D’abord, au début même de la séparation de cet art nouveau, consacré au plaisir, d’avec l’art du peuple, nous voyons prédominer dans l’art nouveau le sentiment de la vanité, de l’ambition, et du mépris d’autrui. À l’époque de la Renaissance, et longtemps encore après, l’objet principal des œuvres d’art est l’éloge des puissants, papes, rois et ducs ; on écrit en leur honneur des odes et des madrigaux, on les exalte dans des cantates et des hymnes ; on peint leur portrait, et on sculpte leur statue.

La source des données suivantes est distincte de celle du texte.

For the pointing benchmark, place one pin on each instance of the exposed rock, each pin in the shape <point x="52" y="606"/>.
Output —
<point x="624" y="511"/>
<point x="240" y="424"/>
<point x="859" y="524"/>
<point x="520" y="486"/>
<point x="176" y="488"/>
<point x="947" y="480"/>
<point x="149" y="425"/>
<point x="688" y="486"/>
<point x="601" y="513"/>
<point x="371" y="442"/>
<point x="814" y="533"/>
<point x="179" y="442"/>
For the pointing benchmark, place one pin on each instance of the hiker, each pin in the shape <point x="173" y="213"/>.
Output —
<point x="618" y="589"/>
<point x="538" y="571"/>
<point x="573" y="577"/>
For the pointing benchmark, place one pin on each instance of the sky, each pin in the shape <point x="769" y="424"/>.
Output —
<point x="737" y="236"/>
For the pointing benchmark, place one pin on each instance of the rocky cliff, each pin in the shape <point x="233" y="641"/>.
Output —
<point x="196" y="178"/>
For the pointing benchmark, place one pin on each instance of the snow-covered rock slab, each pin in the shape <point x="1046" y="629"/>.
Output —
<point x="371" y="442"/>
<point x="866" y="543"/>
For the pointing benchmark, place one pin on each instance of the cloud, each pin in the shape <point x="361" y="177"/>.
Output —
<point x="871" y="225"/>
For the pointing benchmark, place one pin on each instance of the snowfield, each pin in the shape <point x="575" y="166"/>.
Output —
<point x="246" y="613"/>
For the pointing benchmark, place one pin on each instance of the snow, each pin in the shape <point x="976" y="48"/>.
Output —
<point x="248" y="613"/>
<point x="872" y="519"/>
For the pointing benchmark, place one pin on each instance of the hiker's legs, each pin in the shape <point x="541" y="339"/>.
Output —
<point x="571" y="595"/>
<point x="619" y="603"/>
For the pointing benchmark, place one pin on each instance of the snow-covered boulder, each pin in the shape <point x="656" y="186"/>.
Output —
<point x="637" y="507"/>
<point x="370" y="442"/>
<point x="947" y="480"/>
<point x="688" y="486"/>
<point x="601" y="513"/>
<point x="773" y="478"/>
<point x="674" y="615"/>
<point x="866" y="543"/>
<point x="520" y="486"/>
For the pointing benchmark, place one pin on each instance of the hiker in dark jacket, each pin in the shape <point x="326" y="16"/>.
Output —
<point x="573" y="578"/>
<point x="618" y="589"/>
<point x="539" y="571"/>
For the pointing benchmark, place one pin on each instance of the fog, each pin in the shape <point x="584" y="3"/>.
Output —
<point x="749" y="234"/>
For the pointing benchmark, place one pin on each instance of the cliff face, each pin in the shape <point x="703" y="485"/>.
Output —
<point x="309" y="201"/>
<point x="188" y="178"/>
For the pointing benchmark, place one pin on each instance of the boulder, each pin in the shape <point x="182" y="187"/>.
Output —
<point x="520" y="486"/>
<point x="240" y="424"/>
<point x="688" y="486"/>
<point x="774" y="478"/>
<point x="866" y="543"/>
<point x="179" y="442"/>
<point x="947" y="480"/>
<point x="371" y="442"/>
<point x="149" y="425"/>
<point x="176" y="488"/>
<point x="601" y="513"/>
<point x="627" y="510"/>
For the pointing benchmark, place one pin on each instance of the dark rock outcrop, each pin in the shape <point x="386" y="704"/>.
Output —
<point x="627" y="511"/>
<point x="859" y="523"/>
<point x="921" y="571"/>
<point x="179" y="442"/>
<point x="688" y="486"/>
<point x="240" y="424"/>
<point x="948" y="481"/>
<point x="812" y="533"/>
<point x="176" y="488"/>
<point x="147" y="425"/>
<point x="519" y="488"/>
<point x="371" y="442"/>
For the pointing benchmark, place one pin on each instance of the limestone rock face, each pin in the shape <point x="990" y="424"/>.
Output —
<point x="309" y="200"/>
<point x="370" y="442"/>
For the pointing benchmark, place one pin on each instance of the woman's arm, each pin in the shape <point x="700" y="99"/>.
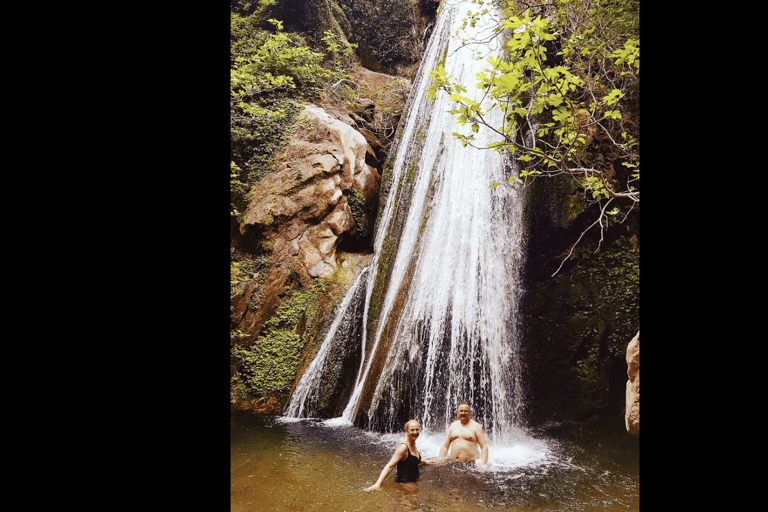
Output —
<point x="400" y="454"/>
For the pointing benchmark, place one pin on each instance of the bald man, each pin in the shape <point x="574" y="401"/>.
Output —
<point x="463" y="439"/>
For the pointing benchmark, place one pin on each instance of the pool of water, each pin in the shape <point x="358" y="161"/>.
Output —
<point x="313" y="465"/>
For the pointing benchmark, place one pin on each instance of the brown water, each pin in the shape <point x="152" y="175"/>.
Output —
<point x="310" y="466"/>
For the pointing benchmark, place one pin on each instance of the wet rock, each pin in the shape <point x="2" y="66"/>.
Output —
<point x="632" y="416"/>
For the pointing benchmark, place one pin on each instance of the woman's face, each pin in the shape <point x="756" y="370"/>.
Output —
<point x="412" y="429"/>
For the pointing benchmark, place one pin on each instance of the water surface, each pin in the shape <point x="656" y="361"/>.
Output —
<point x="311" y="465"/>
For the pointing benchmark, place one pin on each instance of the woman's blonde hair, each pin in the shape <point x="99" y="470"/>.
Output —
<point x="411" y="421"/>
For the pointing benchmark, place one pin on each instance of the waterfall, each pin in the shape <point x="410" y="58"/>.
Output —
<point x="441" y="294"/>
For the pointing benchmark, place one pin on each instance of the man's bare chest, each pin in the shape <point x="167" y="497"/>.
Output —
<point x="462" y="432"/>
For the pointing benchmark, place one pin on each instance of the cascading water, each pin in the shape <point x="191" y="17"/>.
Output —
<point x="440" y="308"/>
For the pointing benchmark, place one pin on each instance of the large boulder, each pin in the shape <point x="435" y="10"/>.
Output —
<point x="632" y="416"/>
<point x="305" y="201"/>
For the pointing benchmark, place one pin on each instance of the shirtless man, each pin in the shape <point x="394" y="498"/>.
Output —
<point x="464" y="437"/>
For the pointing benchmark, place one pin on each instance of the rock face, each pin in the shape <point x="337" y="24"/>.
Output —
<point x="307" y="196"/>
<point x="632" y="417"/>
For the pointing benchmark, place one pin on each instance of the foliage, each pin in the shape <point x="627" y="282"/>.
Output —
<point x="272" y="74"/>
<point x="270" y="364"/>
<point x="568" y="86"/>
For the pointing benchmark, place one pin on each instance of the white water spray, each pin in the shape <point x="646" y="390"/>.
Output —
<point x="454" y="280"/>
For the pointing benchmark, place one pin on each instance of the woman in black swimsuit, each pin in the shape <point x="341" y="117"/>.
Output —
<point x="406" y="457"/>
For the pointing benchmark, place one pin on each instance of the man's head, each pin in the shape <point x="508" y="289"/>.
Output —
<point x="412" y="426"/>
<point x="463" y="412"/>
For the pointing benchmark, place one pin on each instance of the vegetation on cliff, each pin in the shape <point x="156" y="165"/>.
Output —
<point x="272" y="74"/>
<point x="570" y="90"/>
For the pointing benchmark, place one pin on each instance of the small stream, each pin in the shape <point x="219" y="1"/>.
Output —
<point x="280" y="464"/>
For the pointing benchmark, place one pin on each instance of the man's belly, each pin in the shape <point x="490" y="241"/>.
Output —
<point x="463" y="450"/>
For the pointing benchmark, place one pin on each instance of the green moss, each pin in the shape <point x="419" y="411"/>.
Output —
<point x="270" y="364"/>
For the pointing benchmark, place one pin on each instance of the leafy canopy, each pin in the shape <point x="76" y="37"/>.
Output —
<point x="568" y="85"/>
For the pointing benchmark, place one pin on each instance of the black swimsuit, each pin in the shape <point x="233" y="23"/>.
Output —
<point x="408" y="469"/>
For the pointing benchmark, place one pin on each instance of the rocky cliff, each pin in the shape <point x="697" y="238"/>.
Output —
<point x="306" y="231"/>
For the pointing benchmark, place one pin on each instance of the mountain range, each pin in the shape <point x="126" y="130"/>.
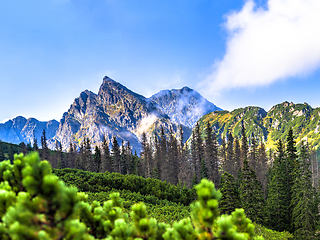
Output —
<point x="114" y="111"/>
<point x="117" y="111"/>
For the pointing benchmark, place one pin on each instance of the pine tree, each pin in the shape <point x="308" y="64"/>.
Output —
<point x="237" y="157"/>
<point x="229" y="164"/>
<point x="106" y="163"/>
<point x="129" y="160"/>
<point x="163" y="156"/>
<point x="304" y="215"/>
<point x="291" y="164"/>
<point x="277" y="193"/>
<point x="88" y="163"/>
<point x="251" y="195"/>
<point x="173" y="164"/>
<point x="244" y="143"/>
<point x="211" y="155"/>
<point x="72" y="156"/>
<point x="123" y="159"/>
<point x="35" y="142"/>
<point x="146" y="155"/>
<point x="230" y="199"/>
<point x="1" y="152"/>
<point x="97" y="158"/>
<point x="262" y="166"/>
<point x="116" y="155"/>
<point x="253" y="153"/>
<point x="44" y="146"/>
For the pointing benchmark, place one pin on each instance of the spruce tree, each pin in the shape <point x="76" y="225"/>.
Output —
<point x="237" y="157"/>
<point x="1" y="152"/>
<point x="72" y="156"/>
<point x="303" y="202"/>
<point x="211" y="155"/>
<point x="163" y="171"/>
<point x="116" y="155"/>
<point x="97" y="158"/>
<point x="106" y="162"/>
<point x="251" y="195"/>
<point x="277" y="204"/>
<point x="244" y="143"/>
<point x="44" y="146"/>
<point x="173" y="156"/>
<point x="262" y="166"/>
<point x="35" y="142"/>
<point x="230" y="199"/>
<point x="229" y="164"/>
<point x="291" y="164"/>
<point x="253" y="153"/>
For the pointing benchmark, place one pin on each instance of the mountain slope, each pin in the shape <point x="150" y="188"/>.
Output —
<point x="114" y="111"/>
<point x="268" y="126"/>
<point x="21" y="129"/>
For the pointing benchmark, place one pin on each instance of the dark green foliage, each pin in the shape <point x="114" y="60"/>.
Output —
<point x="211" y="155"/>
<point x="251" y="195"/>
<point x="97" y="159"/>
<point x="277" y="204"/>
<point x="304" y="201"/>
<point x="96" y="182"/>
<point x="116" y="155"/>
<point x="230" y="199"/>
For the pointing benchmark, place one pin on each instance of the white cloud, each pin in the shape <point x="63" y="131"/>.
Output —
<point x="146" y="123"/>
<point x="266" y="45"/>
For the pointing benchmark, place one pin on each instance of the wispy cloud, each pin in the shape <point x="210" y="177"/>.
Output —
<point x="267" y="45"/>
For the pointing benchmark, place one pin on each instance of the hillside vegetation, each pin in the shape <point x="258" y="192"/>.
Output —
<point x="268" y="126"/>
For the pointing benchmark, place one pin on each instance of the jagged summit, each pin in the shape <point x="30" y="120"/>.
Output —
<point x="116" y="111"/>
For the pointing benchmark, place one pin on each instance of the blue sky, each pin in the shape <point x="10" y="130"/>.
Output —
<point x="234" y="52"/>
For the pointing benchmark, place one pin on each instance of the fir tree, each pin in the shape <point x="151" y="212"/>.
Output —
<point x="237" y="157"/>
<point x="253" y="153"/>
<point x="106" y="163"/>
<point x="97" y="158"/>
<point x="244" y="143"/>
<point x="304" y="216"/>
<point x="173" y="159"/>
<point x="211" y="155"/>
<point x="230" y="199"/>
<point x="72" y="156"/>
<point x="116" y="155"/>
<point x="251" y="195"/>
<point x="44" y="146"/>
<point x="229" y="164"/>
<point x="1" y="152"/>
<point x="163" y="156"/>
<point x="277" y="204"/>
<point x="35" y="142"/>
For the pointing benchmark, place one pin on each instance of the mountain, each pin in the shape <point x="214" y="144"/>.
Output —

Plus tard, l’élément du désir sexuel a commencé à pénétrer de plus en plus dans l’art ; il est devenu désormais, à très peu d’exceptions près, un élément essentiel dans tous les produits artistiques des classes riches, et en particulier dans les romans. De Boccace à Marcel Prévost, tous les romans, contes, et poèmes expriment le sentiment de l’amour sexuel sous ses formes diverses. L’adultère est le thème favori, pour ne pas dire l’unique thème de tous les romans. Une représentation théâtrale a pour condition indispensable que, sous un prétexte quelconque, des femmes paraissent sur la scène avec le buste et les membres nus. Les opéras et les chansons, tout est consacré à l’idéalisation de la luxure. La grande majorité des tableaux des peintres français représentent le nu féminin. Dans la nouvelle littérature française, à peine s’il y a une page où n’apparaisse le mot « nu ».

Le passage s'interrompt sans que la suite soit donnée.